New Years weekend came quickly after our first week of volunteering. The only problem is December 31 is not a very big deal in Israel because Rosh Hashana is the celebrated New Year. I didn’t let that little fact spoil the weekend; I checked out Tel Aviv, the new modern wing on the art museum and chilled by the beach.
Luckily, we managed to find a party or two to ring in the New Year till about 4am. Sabbaba!

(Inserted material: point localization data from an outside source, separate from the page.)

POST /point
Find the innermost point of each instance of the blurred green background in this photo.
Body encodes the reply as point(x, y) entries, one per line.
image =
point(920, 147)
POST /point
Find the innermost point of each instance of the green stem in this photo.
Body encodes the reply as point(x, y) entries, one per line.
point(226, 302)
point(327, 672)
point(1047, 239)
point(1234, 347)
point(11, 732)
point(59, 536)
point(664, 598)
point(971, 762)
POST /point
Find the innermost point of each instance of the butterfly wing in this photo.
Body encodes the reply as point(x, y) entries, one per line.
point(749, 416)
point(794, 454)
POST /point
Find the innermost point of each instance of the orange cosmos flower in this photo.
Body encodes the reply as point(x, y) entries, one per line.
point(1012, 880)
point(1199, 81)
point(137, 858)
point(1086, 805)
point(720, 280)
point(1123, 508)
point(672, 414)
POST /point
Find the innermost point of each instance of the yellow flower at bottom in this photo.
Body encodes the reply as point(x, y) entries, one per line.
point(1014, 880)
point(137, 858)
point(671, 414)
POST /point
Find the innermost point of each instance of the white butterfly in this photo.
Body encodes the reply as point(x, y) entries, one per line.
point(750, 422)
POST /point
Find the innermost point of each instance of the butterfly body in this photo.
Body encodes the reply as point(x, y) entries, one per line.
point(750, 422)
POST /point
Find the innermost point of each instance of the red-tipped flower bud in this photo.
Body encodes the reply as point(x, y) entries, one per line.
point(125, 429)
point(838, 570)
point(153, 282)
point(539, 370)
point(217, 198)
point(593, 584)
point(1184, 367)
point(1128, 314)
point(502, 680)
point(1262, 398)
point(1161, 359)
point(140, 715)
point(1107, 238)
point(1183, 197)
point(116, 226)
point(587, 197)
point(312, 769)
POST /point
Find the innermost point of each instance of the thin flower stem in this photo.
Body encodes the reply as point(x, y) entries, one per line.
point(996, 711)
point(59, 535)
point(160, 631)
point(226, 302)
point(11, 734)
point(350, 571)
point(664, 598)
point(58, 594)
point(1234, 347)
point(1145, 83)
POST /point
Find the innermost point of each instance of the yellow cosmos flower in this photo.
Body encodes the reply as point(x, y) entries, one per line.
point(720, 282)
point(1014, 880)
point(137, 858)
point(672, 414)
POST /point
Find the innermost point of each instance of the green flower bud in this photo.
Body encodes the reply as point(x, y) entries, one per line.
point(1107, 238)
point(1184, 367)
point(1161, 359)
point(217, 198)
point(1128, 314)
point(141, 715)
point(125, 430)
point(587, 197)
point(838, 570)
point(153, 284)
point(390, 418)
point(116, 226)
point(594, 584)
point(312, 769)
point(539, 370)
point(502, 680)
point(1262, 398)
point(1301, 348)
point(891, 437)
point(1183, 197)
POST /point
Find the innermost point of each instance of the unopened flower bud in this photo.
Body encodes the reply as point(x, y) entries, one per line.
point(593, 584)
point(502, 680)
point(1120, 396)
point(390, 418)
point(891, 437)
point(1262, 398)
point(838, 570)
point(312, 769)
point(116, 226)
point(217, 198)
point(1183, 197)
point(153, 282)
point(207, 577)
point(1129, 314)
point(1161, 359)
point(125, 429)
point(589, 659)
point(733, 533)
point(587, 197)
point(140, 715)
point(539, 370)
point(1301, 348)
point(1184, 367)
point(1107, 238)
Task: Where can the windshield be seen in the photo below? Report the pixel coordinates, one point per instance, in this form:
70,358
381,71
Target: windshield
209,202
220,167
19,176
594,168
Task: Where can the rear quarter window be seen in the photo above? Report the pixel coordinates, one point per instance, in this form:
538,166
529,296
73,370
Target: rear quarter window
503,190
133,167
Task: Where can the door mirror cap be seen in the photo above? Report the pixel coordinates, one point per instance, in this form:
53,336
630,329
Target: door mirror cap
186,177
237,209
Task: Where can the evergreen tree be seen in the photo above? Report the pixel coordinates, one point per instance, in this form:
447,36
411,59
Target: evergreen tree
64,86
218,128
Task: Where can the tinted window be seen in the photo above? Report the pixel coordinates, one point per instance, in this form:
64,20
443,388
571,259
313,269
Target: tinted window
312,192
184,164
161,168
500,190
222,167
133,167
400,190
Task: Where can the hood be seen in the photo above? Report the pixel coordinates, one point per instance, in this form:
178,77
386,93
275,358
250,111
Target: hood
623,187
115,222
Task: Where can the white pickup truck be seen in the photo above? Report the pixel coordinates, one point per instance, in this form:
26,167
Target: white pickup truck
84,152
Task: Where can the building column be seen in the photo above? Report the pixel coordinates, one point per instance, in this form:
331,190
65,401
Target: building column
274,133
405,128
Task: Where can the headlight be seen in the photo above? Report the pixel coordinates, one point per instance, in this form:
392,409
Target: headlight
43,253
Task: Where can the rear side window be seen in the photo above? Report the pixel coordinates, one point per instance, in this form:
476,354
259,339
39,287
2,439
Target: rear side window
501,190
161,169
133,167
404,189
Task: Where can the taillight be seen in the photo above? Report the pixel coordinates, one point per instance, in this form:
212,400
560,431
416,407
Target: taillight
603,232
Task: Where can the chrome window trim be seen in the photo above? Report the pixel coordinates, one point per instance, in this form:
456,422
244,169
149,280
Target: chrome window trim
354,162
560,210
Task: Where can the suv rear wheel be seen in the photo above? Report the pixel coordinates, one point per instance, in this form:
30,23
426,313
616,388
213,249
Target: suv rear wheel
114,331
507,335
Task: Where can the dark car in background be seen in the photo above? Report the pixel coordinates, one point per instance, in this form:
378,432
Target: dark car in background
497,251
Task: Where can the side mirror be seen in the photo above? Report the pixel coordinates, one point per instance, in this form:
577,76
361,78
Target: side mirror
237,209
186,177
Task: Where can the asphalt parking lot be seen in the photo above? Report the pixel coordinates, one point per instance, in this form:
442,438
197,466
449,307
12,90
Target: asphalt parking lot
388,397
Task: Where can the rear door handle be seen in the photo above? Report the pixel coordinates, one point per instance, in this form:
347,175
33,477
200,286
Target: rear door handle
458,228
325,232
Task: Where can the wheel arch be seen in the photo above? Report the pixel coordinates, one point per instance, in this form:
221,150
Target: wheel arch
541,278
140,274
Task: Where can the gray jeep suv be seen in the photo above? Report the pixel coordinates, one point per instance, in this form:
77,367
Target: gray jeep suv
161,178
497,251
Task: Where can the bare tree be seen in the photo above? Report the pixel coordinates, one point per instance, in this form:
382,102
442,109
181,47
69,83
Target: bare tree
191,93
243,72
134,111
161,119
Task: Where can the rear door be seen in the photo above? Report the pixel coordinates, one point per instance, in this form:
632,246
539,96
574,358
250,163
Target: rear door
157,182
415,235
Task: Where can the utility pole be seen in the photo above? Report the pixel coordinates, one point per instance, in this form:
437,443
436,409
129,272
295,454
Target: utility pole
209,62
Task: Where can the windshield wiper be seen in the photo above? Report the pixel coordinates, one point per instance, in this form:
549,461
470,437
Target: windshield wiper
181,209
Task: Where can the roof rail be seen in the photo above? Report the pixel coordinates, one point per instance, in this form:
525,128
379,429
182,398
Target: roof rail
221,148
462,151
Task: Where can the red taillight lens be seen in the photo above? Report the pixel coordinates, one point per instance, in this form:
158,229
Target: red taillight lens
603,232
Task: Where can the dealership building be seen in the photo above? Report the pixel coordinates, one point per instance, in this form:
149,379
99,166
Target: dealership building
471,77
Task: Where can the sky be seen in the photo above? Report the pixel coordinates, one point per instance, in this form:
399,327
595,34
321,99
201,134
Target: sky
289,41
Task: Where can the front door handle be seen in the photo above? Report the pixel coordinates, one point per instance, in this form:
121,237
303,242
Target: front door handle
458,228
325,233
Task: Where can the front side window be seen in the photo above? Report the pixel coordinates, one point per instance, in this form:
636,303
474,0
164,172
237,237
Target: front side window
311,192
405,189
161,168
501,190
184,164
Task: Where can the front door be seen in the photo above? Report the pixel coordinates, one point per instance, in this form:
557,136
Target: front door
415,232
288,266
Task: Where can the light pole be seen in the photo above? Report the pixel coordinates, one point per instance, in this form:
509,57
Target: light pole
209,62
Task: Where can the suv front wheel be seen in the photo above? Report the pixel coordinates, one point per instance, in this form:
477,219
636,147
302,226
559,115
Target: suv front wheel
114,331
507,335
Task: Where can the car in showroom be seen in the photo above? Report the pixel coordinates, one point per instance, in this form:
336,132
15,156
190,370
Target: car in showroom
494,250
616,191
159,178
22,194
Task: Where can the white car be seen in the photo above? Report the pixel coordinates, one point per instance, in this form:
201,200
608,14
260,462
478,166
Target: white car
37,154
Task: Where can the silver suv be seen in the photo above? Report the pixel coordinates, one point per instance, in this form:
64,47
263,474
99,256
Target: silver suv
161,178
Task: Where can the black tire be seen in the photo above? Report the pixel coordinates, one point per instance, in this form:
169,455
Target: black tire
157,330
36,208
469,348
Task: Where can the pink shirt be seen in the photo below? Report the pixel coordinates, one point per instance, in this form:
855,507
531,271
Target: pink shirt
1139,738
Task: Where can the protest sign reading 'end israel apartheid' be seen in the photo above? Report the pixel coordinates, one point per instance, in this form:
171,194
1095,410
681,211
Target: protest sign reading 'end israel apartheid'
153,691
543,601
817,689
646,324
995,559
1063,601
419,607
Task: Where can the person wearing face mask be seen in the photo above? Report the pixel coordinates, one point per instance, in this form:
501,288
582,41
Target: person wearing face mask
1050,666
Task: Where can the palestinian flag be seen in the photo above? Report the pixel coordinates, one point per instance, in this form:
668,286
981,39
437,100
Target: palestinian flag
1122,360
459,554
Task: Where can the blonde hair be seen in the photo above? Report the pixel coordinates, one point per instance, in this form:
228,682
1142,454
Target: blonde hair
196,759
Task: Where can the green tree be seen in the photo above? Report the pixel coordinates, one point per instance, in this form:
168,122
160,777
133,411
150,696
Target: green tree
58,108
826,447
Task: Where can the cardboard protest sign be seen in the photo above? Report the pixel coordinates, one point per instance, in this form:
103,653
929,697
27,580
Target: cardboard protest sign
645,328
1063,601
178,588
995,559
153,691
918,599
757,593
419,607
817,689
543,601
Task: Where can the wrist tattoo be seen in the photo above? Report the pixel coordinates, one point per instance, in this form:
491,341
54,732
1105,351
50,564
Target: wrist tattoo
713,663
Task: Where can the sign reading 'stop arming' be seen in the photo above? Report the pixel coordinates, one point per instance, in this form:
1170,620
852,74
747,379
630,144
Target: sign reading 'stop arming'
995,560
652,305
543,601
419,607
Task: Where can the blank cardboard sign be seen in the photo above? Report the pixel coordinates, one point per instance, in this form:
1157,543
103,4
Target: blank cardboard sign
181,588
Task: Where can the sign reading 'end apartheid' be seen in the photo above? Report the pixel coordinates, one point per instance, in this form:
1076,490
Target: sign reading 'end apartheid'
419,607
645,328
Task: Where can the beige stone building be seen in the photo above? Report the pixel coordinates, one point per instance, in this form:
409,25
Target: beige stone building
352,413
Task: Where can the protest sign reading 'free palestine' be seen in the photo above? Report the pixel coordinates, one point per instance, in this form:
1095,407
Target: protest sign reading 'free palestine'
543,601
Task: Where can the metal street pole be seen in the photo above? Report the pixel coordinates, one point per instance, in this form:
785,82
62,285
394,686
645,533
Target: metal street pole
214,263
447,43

Since we were already in the North me and 3 other guys planned a weekend in the Golan. Haifa, Akko, Safad, and a few stops on the way. Everything was going swimmingly until the heavy rain and the day started to fade on Friday afternoon. What we didn’t know was we had chosen a very religious area to spend the weekend and Shabbat was quickly approaching. We rerouted our plans to stay at the Soldier house in Tiberias; the soldier house is not a house that a soldier lives in but an inexpensive hotel like place for Israeli soldiers to hangout when they’re off duty. As I was gazing out the windows at the Kinnerat I realized that the windows and main door of the kitchen/computer room were really really thick like 15” bomb shelter thick. Oye! Saturday proved to be more difficult since we hadn’t stocked up on Shabbat provisions and when you’re with 3 hungry boys this can become a problem very quickly. After hiking around some ancient ruins even I was starting to feel a bit faint, we eventually found an open gas station. Did we think to get gas when we were scarfing down pre-made sandwiches, packaged hummus and bamba? Nope, and about 3 hours later we had a more serious problem than being a little hungry; we were in the middle of the Golan and running on fumes. When we thought we were totally SOL we finally found a gas station, only to be further flustered by the fact that we couldn’t read the pump instructions. No worries, I hailed another car for help and we were in business. It was pure comic relief most of the weekend and when we got back to the base on Sunday the four of us needed breathers from one another. Sabbaba!
A lovely sunset shared over the Kinnerat.